See also "WHO DELIVERS THE ICONIC WAR IMAGES - PROS OR AMATEURS?""At one time, the most notable picture of this war was of jubilant Iraqis pulling down the statue of Saddam Hussein."
How long is that ago? Does anyone remember?
Tom Jarriel, former correspondent for ABC News; William Stewart, former war correspondent for “Time magazine”; Ralph Graves, who was a managing editor at "Life magazine,"; Sydney Schanberg, a former war correspondent for “The New York Times; Ed Wakin, author of “How TV Changed America’s Mind”: they discussed the three iconic images of this war - the photo of the flag-drapped coffins, the photos of Iraqi prisoner abuse, and the video of Nick Berg’s beheading - unless no new catastrophes occur. [MSNBC: "Worth a thousand words - Three sets of controversial photos have defined this war so far"]
Do you remember the iconic images of the wars of the recent decade (Rwanda, Bosnia ...)? The images were taken by professional photojornalists using conventional film like "The Unseen Gulf War" by Peter Turnley. Now it´s everybody with a digicam or phonecam anywhere anytime (1; 2; 3).
"These events were recorded by participants or bystanders. The images were posted on the internet, making them directly, freely and immediately accessible around the world. In other words, journalists played no part in recording or interpreting the images. No editor intervened on how the pictures should be handled, or even published, on the grounds of taste. Government censors and spin doctors were impotent" ["How the digital revolution is reshaping news"]
"Unseen" simply does not exist anymore.
"We're in the middle of an information revolution," says Howe, a former combat photographer who covered wars in Northern Ireland and El Salvador [Editor of the book "Shooting Under Fire: The World of the War Photographer"]. "Digital technology, in the form of digital cameras, and being able to use the Internet as a platform for their distribution, has completely altered everything. Now, ordinary people -- people with very little photographic skills or training -- can actually take publishable, quality photographs and distribute them over a wide area with no controls whatsoever." ["War images and digital technology"]

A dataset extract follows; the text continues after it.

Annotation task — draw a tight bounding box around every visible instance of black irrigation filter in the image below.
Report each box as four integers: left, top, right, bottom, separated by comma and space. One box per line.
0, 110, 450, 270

"We live in an age when people can download scenes of war on their cell phones as they ride a bus or stand on a street corner. During the Civil War, photographers couldn't get good shots of battle because their cameras didn't record images fast enough. During the Vietnam War, photographers and TV journalists had to send their images home on airplanes that took at least a day to get their destination." ["War images and digital technology"]
"Today, everything is instantaneous -- both the photos and the reaction to them." ["War images and digital technology"]
[Related to the topic if you like to continue:
"Visualizing War & Disaster"
"Amateurs have opened door to horrifying views of war"
"Creating a New Picture of War, Pixel by Pixel"
"WHO DELIVERS THE ICONIC WAR IMAGES - PROS OR AMATEURS?"]
[Addendum]
Read also: "The icons of this war..." (Zone Zero, by Pedro Meyer)
I don't think it's too far fetched to assume that the main icons of this second US war in Iraq in 2004, still in process, will be the amateur digital pictures of the tortures performed on Iraqui detainees at the Abu Ghraib prison in Baghdad.
In spite of the tens of thousands of pictures produced by professional photographers during this war, these amateur images are the ones that I believe will mark this period in history.[...]
It will then have turned out to be that digital cameras became for the Bush administration what the tape recorder was for the Nixon White House. [...]
If the most emblematic images from this war were photographed by amateurs, if agencies are able to send out people to take photographs who have never taken pictures, but have access to certain places, and if we are into a tidal wave of imagery coming in from all the digital cameras that are flooding the world; I am sure that traditional photojournalism as is being taught today in schools all over the world, better have a second look at reality and be prepared to tell their students that things are no longer how they used to be and therefore need to adjust their expectations.
The same thing might also prove to be of interest to all those active photojournalists today, who are seeing their bread and butter documentary images being displaced by pictures of celebrities and movie stars.
The only problem is that as we all konw pictures can show us a distorted view of reality.
"At one time, the most notable picture of this war was of jubilant Iraqis pulling down the statue of Saddam Hussein."
The uncropped photos of this event show a relativly small number of people surrounded by US solders and tanks. The cropped photes give the impression of a popular uprising the reality was far different.
Posted by: James Ryan | Tuesday, May 18, 2004 at 07:45 PM
I think no more than year. And the US invaded Iraq destroying everything in there.